## Case Study 4: Range Join Conditions [TODO]

> A naive approach (just specifying this as the range condition) would result in a full cartesian product and a filter that enforces the condition (tested using Spark 2.0). This has a horrible effect on performance, especially if DataFrames are more than a few hundred thousands records.

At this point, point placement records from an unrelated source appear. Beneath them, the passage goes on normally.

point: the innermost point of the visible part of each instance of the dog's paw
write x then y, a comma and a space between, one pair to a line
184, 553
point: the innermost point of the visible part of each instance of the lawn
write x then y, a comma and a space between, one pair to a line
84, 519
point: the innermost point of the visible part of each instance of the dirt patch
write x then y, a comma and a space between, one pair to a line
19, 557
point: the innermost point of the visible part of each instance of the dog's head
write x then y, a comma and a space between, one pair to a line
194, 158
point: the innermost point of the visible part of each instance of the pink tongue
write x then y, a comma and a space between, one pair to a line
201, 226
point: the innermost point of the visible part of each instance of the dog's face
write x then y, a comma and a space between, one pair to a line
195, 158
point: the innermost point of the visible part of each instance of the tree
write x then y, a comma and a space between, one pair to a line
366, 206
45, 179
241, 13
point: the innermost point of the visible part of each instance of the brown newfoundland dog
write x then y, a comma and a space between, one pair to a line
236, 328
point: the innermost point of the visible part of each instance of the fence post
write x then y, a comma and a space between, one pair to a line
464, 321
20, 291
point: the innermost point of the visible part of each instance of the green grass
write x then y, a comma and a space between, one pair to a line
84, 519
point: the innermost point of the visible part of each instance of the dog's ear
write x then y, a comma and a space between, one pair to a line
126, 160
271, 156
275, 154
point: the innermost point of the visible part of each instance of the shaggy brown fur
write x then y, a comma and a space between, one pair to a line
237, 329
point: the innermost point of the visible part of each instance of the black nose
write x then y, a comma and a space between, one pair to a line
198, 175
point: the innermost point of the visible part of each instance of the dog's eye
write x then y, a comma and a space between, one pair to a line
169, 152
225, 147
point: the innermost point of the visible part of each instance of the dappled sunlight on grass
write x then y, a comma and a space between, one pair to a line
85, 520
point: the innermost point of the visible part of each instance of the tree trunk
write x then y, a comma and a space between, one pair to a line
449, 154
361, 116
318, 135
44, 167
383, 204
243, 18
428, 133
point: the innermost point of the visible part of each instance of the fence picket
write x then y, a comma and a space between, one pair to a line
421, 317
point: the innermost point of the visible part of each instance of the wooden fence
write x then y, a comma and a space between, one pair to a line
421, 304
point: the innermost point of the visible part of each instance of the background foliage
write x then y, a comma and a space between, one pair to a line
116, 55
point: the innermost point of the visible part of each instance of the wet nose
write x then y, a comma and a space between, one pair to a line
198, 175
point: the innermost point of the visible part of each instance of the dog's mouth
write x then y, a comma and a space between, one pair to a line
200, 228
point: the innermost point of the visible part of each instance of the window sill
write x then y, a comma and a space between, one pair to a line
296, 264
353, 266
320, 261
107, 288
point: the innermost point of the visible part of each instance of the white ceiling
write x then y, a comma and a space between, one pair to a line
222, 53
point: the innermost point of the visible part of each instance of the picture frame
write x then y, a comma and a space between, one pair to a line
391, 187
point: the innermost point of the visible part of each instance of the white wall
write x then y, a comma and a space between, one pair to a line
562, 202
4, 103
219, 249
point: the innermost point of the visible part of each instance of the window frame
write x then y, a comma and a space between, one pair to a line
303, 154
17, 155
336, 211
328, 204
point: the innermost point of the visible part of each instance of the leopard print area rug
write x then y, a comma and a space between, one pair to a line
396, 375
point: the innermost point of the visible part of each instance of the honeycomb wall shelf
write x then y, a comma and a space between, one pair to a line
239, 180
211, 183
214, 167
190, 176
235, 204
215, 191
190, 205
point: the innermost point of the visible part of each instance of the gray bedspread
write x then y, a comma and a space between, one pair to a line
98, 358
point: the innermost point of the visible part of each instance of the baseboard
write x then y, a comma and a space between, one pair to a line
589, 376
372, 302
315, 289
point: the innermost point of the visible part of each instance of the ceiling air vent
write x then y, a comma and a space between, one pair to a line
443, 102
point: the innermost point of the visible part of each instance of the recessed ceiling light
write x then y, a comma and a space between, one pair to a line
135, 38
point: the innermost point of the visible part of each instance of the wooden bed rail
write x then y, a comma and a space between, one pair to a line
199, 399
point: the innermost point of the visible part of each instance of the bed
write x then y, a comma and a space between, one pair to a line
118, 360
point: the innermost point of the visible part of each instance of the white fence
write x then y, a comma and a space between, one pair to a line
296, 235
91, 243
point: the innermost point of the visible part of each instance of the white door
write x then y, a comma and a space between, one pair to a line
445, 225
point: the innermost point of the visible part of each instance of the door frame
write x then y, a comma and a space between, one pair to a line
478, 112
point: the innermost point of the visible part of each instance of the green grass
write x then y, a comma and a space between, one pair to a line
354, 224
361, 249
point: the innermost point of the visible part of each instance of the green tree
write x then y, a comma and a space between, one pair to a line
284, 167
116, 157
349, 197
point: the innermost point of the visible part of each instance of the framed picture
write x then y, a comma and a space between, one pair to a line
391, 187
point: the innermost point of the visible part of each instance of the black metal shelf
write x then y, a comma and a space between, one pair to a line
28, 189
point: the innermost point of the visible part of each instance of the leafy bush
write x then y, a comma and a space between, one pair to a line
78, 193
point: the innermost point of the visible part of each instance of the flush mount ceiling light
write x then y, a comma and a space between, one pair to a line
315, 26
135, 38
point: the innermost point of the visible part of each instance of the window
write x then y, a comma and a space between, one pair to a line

source: http://zachmoshe.com/2016/09/26/efficient-range-joins-with-spark.html

> The source of the problem is pretty simple. When you execute join and join condition is not equality based the only thing that Spark can do right now is expand it to Cartesian product followed by filter what is pretty much what happens inside `BroadcastNestedLoopJoin`

source: https://stackoverflow.com/questions/37953830/spark-sql-performance-join-on-value-between-min-and-max?answertab=active#tab-top

### Library Imports

In [1]:
from pyspark.sql import SparkSession
from pyspark.sql import functions as F

Create a `SparkSession`. No need to create `SparkContext` as you automatically get it as part of the `SparkSession`.

In [2]:
spark = SparkSession.builder \
    .master("local") \
    .appName("Exploring Joins") \
    .config("spark.some.config.option", "some-value") \
    .getOrCreate()

sc = spark.sparkContext

### Initial Dataset

In [3]:
geo_loc_table = spark.createDataFrame([
    (1, 10, "foo"), 
    (11, 36, "bar"), 
    (37, 59, "baz"),
], ["ipstart", "ipend", "loc"])

geo_loc_table.toPandas()

Unnamed: 0,ipstart,ipend,loc
0,1,10,foo
1,11,36,bar
2,37,59,baz


In [4]:
records_table = spark.createDataFrame([
    (1, 11), 
    (2, 38), 
    (3, 50),
],["id", "inet"])

records_table.toPandas()

Unnamed: 0,id,inet
0,1,11
1,2,38
2,3,50


### Option #1

In [5]:
join_condition = [
    records_table['inet'] >= geo_loc_table['ipstart'],
    records_table['inet'] <= geo_loc_table['ipend'],
]

df = records_table.join(geo_loc_table, join_condition, "left")

df.toPandas()

Unnamed: 0,id,inet,ipstart,ipend,loc
0,1,11,11,36,bar
1,2,38,37,59,baz
2,3,50,37,59,baz


In [6]:
df.explain()

== Physical Plan ==
BroadcastNestedLoopJoin BuildRight, LeftOuter, ((inet#7L >= ipstart#0L) && (inet#7L <= ipend#1L))
:- Scan ExistingRDD[id#6L,inet#7L]
+- BroadcastExchange IdentityBroadcastMode
   +- Scan ExistingRDD[ipstart#0L,ipend#1L,loc#2]


### Option #2

In [7]:
from bisect import bisect_right
from pyspark.sql.functions import udf
from pyspark.sql.types import LongType

geo_start_bd = spark.sparkContext.broadcast(map(lambda x: x.ipstart, geo_loc_table
    .select("ipstart")
    .orderBy("ipstart")
    .collect()
))

def find_le(x):
    'Find rightmost value less than or equal to x'
    i = bisect_right(geo_start_bd.value, x)
    if i:
        return geo_start_bd.value[i-1]
    return None

records_table_with_ipstart = records_table.withColumn(
    "ipstart", udf(find_le, LongType())("inet")
)

df = records_table_with_ipstart.join(geo_loc_table, ["ipstart"], "left")

df.toPandas()

Unnamed: 0,ipstart,id,inet,ipend,loc
0,37,2,38,59,baz
1,37,3,50,59,baz
2,11,1,11,36,bar


In [8]:
df.explain()

== Physical Plan ==
*(4) Project [ipstart#27L, id#6L, inet#7L, ipend#1L, loc#2]
+- SortMergeJoin [ipstart#27L], [ipstart#0L], LeftOuter
   :- *(2) Sort [ipstart#27L ASC NULLS FIRST], false, 0
   :  +- Exchange hashpartitioning(ipstart#27L, 200)
   :     +- *(1) Project [id#6L, inet#7L, pythonUDF0#36L AS ipstart#27L]
   :        +- BatchEvalPython [find_le(inet#7L)], [id#6L, inet#7L, pythonUDF0#36L]
   :           +- Scan ExistingRDD[id#6L,inet#7L]
   +- *(3) Sort [ipstart#0L ASC NULLS FIRST], false, 0
      +- Exchange hashpartitioning(ipstart#0L, 200)
         +- Scan ExistingRDD[ipstart#0L,ipend#1L,loc#2]